Abstract

Background: Mechanical overload is an established contributor to T-tubule (TT) remodeling and associated dyssynchronous Ca 2+ release leading to abnormal excitation-contraction coupling in cardiomyopathies. We examined the induction of pathological TT remodeling in isolated cardiomyocytes and the involvement of microtubules (MT) in this process. Methods: Adult rat ventricular myocytes (aRVMs) were cultured with applied variable in vitro load for 48hrs at either physiological (10kPa) or pathological (50kPa) stiffness, using custom magnetorheological elastomers with tunable stiffness. Cells were stained with Di-8-ANEPPS and Fluo-4-AM and imaged using confocal microscopy.

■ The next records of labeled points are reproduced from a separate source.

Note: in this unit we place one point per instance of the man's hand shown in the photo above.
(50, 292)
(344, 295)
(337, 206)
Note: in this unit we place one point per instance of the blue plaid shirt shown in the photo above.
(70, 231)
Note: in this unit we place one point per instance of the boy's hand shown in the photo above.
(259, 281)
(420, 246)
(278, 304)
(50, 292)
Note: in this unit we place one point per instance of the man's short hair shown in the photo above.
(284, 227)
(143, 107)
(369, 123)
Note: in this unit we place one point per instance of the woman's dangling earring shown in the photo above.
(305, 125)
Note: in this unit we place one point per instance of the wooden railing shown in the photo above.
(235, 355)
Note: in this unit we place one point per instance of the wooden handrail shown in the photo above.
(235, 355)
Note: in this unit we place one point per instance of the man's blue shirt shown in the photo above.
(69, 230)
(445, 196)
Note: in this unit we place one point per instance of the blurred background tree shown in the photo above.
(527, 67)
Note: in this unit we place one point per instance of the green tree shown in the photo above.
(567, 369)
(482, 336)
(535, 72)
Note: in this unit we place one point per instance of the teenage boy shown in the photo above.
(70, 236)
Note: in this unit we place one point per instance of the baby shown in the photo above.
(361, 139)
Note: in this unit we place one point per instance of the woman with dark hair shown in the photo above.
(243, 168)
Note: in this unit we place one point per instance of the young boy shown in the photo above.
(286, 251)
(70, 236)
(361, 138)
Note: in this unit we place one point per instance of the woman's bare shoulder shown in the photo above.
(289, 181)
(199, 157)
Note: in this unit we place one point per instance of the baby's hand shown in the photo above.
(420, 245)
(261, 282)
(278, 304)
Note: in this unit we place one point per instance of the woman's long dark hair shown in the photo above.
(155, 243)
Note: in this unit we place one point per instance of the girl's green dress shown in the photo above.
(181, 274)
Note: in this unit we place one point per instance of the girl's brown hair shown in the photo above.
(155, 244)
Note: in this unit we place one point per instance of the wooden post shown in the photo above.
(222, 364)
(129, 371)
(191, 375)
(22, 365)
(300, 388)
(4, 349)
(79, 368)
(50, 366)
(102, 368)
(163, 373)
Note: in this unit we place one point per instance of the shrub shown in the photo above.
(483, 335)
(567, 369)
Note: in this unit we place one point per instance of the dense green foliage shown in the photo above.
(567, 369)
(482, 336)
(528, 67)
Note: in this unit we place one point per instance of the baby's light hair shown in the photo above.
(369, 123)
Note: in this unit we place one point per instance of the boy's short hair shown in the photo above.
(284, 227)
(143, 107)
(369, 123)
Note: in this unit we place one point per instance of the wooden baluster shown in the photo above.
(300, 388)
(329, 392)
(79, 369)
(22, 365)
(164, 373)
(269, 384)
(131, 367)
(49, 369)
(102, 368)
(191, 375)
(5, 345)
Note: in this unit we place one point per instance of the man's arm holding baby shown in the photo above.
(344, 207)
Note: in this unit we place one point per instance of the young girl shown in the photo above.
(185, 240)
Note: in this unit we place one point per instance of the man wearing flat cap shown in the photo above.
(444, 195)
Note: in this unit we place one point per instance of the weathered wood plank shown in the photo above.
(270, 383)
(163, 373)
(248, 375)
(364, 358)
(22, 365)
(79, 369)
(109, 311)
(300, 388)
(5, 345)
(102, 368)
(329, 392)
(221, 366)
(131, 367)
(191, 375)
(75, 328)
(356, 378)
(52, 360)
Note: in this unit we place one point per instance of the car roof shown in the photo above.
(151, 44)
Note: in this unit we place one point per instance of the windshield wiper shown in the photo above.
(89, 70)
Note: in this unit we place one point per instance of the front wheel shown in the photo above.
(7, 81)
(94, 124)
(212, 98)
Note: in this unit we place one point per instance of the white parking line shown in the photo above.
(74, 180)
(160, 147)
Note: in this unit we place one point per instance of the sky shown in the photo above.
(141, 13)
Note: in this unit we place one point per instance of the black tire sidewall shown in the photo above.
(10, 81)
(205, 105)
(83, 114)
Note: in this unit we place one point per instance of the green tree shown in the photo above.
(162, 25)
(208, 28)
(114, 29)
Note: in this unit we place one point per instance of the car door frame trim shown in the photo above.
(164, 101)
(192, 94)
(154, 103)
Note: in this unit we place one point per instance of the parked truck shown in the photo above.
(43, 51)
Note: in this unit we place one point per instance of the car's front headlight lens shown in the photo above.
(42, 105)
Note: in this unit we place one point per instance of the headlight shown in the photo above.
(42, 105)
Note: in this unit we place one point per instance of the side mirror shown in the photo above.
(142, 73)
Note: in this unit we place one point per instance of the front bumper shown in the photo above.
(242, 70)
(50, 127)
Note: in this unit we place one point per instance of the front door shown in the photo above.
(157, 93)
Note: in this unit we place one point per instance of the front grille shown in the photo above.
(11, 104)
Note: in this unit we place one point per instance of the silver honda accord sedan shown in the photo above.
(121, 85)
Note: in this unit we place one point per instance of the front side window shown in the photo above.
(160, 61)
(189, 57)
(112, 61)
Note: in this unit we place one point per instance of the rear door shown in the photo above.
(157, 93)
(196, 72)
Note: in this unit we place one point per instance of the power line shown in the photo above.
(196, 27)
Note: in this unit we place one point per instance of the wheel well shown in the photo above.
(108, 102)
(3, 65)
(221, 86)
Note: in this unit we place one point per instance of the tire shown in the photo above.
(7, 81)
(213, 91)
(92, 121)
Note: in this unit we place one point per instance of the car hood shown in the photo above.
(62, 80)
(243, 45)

Field stimulation of cells allowed for Ca 2+ transient acquisition via line scans. Protein expression changes were determined via Western blotting. IF staining allowed for visualization of the MT network and relevant TT proteins (TCAP, JPH2, BIN1). MT and tyrosination state dependency of remodeling was investigated by 1μM nocodazole (MT depolymerizer), taxol (MT stabilizer), and tubulin tyrosine ligase (TTL) treatments to alter the MT network accordingly. Results: Compared to the physiological stiffness group, aRVMs subjected to pathologically increased stiffness exhibited a 14.7% decrease in density, 18.9% decrease in regularity, and a 26.6% increase in luminal dimension of the TT system, along with an increase in longitudinal elements (p<0.05). The changes in both Ca 2+ handling parameters and protein expression resembled those typical of the in vivo myopathic phenotype. This included a 21.7% decrease in amplitude, along with a 33.7%, 29.8% and 21.1% increase in time to peak (TTP), variance in TTP, and the signal decay tau, respectively (p<0.05). Treatment of pathologically loaded cells with taxol worsened TT remodeling, specifically with respect to TT density which decreased by 12.5% compared to nontreatment cells, and longitudinal elements which increased by 24%. Increased MT tyrosination through TTL treatment showed a 37% recovery in TT density in cells cultured at pathological stiffness compared to nontreatment cells (p<0.05). Conclusion: The results suggest that load-induced TT remodeling occurs via a cardiomyocyte autonomous, MT-dependent mechanism.